De regels voor de toegang tot en/of het gebruik van het Internet zijn het prerogatief van de werkgever. De werkgever heeft m.a.w. het recht om zonder enige consensus of inspraak van de werknemers, eenzijdig richtlijnen en verplichtingen op te leggen aangaande het gebruik van het Internet.

Zo kan de werkgever bijvoorbeeld uitdrukkelijk bepalen dat het Internet enkel tijdens de verplichte middagpauze voor persoonlijke of privé-doeleinden mag worden aangewend.

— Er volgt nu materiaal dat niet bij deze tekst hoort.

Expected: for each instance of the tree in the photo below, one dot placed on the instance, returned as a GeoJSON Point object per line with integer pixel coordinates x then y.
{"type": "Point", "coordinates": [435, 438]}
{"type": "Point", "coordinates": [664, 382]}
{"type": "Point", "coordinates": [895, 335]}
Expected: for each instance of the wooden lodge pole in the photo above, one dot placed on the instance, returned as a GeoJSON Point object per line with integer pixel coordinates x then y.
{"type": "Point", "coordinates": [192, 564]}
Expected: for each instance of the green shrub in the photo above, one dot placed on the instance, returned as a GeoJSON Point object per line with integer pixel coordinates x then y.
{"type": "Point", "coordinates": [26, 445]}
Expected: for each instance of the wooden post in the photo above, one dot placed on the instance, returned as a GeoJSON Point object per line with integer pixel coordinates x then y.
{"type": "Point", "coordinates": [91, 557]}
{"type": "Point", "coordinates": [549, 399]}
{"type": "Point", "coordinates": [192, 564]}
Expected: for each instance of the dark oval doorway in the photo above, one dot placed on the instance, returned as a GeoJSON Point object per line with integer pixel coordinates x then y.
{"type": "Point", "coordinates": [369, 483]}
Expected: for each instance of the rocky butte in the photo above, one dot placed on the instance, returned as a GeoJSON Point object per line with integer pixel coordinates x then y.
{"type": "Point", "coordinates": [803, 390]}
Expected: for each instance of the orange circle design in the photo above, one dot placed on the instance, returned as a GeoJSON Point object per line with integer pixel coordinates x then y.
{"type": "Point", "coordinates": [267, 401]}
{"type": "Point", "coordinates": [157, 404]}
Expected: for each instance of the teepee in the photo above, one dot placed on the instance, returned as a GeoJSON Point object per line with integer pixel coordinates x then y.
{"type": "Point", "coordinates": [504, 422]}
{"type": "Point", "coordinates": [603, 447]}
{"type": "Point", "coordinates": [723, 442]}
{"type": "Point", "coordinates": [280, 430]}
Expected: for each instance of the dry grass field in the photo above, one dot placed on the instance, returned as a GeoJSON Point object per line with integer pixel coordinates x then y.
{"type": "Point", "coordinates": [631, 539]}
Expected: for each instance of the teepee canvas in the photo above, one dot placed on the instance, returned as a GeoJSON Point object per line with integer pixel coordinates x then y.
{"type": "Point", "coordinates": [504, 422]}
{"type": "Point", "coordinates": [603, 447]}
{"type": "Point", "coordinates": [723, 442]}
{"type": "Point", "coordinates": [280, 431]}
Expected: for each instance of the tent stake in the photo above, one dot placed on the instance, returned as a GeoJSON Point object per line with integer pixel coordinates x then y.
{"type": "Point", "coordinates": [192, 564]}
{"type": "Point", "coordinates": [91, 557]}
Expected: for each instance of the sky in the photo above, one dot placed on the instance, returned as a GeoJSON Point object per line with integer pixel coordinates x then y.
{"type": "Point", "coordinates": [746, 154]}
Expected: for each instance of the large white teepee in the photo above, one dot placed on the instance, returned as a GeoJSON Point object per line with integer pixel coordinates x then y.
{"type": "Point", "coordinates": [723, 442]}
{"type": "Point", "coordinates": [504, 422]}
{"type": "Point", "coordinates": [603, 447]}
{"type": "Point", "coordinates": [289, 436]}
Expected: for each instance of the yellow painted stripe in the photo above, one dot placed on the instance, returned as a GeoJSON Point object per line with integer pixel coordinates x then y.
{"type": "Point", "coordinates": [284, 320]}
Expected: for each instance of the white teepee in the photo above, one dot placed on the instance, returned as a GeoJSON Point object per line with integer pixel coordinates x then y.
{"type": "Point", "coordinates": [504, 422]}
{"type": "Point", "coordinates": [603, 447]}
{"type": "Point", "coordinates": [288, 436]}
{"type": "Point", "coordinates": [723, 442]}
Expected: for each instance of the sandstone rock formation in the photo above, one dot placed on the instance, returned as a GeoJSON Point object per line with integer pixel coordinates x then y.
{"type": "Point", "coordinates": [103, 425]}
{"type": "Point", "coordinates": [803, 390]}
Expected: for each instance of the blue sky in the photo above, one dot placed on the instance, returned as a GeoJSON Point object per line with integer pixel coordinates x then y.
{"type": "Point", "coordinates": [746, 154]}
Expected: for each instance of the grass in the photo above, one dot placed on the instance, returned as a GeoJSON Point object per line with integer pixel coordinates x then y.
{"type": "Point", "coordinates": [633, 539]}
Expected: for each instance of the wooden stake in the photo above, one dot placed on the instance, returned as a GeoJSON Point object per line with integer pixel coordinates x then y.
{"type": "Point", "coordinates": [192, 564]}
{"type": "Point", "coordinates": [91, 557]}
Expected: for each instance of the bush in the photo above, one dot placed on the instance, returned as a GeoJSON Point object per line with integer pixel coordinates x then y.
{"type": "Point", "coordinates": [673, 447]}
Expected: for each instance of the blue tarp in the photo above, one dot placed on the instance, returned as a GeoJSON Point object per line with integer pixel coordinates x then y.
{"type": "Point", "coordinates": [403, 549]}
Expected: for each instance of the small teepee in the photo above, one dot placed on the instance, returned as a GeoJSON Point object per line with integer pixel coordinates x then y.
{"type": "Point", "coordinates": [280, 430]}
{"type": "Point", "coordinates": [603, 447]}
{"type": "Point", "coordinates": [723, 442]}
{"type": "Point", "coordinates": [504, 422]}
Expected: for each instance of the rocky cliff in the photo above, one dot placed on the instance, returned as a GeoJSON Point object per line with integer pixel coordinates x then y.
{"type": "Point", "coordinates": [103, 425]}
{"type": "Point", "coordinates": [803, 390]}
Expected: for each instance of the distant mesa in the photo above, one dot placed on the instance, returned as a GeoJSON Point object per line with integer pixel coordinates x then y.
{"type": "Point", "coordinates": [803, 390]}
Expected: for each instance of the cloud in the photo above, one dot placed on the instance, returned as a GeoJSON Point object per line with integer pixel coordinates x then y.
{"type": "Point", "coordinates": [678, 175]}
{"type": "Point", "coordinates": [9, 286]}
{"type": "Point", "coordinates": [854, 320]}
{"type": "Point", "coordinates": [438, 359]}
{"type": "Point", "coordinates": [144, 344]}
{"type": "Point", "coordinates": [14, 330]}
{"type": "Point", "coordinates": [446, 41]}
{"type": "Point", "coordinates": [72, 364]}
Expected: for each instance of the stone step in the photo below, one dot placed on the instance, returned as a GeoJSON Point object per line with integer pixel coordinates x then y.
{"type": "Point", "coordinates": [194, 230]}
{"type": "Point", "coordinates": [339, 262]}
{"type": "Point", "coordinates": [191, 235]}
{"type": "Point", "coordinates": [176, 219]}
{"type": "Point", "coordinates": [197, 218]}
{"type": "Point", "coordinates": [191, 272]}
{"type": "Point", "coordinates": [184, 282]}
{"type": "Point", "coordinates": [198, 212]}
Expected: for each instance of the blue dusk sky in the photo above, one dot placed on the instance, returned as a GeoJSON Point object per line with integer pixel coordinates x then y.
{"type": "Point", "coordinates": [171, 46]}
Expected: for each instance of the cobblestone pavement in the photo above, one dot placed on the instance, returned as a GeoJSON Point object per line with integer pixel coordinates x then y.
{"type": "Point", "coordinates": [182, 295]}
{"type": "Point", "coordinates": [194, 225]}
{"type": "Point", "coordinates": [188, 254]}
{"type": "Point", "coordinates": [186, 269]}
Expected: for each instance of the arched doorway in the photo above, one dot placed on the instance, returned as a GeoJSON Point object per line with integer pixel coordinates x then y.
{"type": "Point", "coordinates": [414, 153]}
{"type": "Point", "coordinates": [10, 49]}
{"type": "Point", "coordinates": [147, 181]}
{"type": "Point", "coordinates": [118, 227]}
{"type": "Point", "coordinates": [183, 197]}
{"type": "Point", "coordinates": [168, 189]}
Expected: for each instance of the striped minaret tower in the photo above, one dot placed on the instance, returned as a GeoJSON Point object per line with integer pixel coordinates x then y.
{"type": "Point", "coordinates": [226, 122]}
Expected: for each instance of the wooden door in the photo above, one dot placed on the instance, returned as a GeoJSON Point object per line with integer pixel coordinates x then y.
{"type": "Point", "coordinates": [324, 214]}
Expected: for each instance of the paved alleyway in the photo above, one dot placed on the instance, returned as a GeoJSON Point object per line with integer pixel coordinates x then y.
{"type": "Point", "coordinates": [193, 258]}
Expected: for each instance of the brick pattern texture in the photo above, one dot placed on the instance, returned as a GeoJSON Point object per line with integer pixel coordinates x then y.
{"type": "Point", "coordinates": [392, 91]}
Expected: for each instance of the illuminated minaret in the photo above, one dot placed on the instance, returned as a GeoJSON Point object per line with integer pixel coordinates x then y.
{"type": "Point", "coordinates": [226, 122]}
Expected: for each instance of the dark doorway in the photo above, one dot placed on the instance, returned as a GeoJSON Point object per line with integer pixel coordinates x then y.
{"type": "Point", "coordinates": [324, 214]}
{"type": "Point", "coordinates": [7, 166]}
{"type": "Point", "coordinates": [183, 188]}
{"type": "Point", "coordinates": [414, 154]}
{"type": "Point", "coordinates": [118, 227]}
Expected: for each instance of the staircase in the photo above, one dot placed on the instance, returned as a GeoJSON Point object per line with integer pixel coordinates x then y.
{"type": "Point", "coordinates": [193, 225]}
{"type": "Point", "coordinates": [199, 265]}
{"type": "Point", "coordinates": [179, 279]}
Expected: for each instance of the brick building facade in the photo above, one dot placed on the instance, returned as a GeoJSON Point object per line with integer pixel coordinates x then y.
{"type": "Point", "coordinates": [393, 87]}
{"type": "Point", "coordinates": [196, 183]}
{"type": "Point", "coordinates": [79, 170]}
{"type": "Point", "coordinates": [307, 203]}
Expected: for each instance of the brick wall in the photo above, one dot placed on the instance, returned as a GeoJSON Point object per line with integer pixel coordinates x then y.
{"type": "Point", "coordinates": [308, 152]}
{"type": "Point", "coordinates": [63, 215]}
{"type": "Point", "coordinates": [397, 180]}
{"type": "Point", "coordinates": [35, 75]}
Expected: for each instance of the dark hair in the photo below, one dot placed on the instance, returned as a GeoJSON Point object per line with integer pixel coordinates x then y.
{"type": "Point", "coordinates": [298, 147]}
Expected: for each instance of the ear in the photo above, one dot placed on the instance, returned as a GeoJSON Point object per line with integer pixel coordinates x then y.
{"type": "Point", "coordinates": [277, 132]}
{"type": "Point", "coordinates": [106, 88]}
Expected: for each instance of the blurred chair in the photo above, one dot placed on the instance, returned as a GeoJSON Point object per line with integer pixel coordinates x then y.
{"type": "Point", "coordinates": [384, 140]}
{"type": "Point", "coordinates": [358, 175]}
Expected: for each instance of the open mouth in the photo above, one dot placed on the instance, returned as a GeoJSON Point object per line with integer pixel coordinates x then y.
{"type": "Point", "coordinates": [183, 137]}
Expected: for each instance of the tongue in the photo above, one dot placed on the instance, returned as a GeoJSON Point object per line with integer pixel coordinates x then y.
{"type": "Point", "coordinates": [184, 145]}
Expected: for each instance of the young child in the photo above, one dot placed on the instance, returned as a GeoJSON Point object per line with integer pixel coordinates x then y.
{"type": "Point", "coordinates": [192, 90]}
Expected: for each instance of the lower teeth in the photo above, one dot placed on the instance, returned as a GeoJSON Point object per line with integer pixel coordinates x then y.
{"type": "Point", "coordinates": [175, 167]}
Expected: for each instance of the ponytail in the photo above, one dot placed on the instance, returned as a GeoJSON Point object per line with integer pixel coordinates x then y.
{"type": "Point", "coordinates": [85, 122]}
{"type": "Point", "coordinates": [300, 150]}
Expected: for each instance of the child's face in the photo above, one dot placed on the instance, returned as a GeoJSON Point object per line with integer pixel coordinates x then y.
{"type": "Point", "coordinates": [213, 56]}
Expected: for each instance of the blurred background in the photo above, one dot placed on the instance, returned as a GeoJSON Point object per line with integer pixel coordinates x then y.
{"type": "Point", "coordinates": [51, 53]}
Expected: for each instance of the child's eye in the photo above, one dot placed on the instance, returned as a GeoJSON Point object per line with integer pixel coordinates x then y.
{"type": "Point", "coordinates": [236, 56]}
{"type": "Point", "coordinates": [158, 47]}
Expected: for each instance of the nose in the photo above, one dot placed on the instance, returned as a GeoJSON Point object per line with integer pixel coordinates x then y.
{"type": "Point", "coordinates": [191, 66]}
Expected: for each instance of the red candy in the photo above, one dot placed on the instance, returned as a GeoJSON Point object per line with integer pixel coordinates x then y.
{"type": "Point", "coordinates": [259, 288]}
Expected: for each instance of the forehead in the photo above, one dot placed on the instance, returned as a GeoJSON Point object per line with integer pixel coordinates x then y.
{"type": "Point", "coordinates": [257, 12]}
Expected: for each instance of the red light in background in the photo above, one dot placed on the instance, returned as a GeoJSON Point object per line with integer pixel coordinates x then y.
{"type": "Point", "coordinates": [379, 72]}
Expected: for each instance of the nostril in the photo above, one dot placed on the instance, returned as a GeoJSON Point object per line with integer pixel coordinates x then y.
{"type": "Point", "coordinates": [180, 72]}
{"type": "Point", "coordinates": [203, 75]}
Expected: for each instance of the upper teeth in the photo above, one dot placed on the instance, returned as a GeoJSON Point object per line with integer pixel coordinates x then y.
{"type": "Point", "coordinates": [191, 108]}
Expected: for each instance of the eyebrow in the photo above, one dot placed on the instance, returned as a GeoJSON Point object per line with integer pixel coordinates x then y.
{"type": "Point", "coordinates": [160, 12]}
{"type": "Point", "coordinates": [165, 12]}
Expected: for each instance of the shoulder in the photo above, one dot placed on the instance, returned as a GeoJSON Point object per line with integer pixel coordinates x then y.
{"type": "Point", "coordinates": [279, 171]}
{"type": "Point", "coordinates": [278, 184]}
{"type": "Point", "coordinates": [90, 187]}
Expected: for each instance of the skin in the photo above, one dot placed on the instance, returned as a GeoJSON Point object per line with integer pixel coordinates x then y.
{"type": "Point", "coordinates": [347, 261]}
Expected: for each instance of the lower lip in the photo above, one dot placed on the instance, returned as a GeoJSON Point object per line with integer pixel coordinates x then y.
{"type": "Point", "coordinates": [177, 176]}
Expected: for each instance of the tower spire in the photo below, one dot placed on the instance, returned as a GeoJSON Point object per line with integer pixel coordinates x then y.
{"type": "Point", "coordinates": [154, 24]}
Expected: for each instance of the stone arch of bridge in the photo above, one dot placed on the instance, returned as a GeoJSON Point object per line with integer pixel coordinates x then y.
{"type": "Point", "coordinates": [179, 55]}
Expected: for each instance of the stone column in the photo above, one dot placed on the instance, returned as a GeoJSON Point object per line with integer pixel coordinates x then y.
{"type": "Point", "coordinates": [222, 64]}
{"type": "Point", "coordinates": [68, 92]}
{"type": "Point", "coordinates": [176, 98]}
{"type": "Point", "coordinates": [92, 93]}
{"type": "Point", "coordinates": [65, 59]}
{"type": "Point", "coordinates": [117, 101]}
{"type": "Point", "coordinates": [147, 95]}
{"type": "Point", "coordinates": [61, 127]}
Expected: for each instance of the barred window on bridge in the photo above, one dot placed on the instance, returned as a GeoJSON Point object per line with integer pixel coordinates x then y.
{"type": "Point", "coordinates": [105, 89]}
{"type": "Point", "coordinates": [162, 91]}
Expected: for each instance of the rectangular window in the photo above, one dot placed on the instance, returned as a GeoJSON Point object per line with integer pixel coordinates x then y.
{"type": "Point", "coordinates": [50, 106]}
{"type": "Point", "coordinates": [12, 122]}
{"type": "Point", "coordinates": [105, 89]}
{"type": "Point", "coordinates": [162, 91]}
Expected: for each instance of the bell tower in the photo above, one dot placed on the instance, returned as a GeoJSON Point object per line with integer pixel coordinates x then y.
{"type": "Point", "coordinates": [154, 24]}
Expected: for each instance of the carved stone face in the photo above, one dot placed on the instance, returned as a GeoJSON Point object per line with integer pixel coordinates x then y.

De werkgever kan zich zelfs het recht voorbehouden om de toegang tot Internet-sites waarvan hij van oordeel is dat zij niet kaderen binnen de professionele activiteiten van de onderneming onmogelijk te maken.

Uiteraard is het aangewezen om de richtlijnen en verplichtingen met betrekking tot het gebruik van het Internet schriftelijk vast te leggen, hetgeen bijvoorbeeld kan gebeuren via een door de werknemers ondertekende policy.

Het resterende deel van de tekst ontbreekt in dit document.